In early 2016 Georgia Tech’s Institute for Electronics and Nanotechnology (IEN) was chosen by the National Science Foundation (NSF) to be the Coordinating Office of the National Nanotechnology Coordinated Infrastructure (NNCI) program. Consisting of 16 sites, located in 17 states and involving 29 universities and partners, NNCI provides researchers from academia, industry, and government access to university user facilities with leading-edge fabrication and characterization tools, instrumentation and staff expertise within all disciplines of nanoscale science, engineering and technology.
On January 18 & 19, 2017 the IEN hosted 78 attendees, including officials from the NSF, the NNCI Site Directors and staff, and members of the NNCI External Advisory Board, for the program’s first annual conference. The two-day event comprised reports from the coordinating office and the 16 member sites, and break-out strategic planning sessions on topics such as future research directions, user support, facility operations, computational resources, and education and outreach. In addition, topical keynote lectures were presented by Jeffrey Morse, NSF Center for Hierarchical Manufacturing, University of Massachusetts-Amherst (Advanced Roll-to-Roll Nanofabrication Facility at the University of Massachusetts), Magnus Egerstedt, School of Electrical and Computer Engineering, Georgia Tech (Control and Coordination of Increasingly Larger Teams of Smaller Robots), and Ravi Bellamkonda, Dept. of Biomedical Engineering, Duke University (Nanocarriers to Treat Gliomas of the Brain).

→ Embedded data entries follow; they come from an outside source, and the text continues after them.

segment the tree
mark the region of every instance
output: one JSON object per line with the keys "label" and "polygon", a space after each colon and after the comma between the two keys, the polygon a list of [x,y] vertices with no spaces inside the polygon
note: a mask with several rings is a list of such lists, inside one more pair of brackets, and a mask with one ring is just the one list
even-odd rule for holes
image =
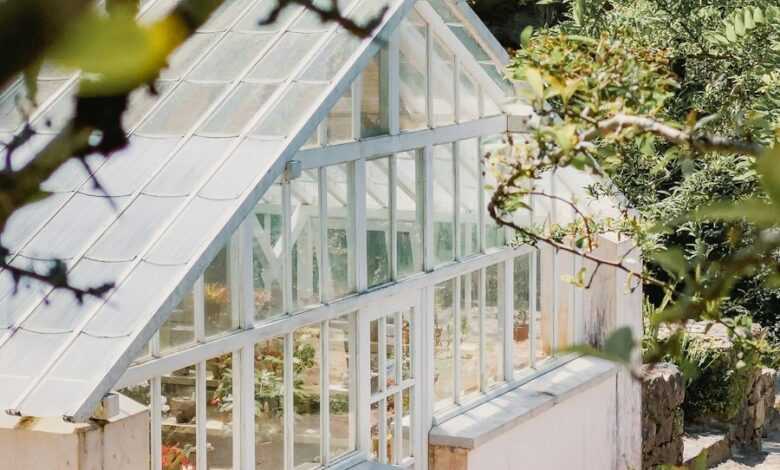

The conference and its various activities was well received by the attendees. According to the NanoEarth Site Director, Mike Hochella: “I thought that the whole experience was a truly fantastic conference, useful in so many ways. Our leadership team is meeting this afternoon to go over all the things that we learned, and ideas that we came up with due to the stimulation.” Other attendees also remarked on the productivity of the event and how instructive the break-out sessions were.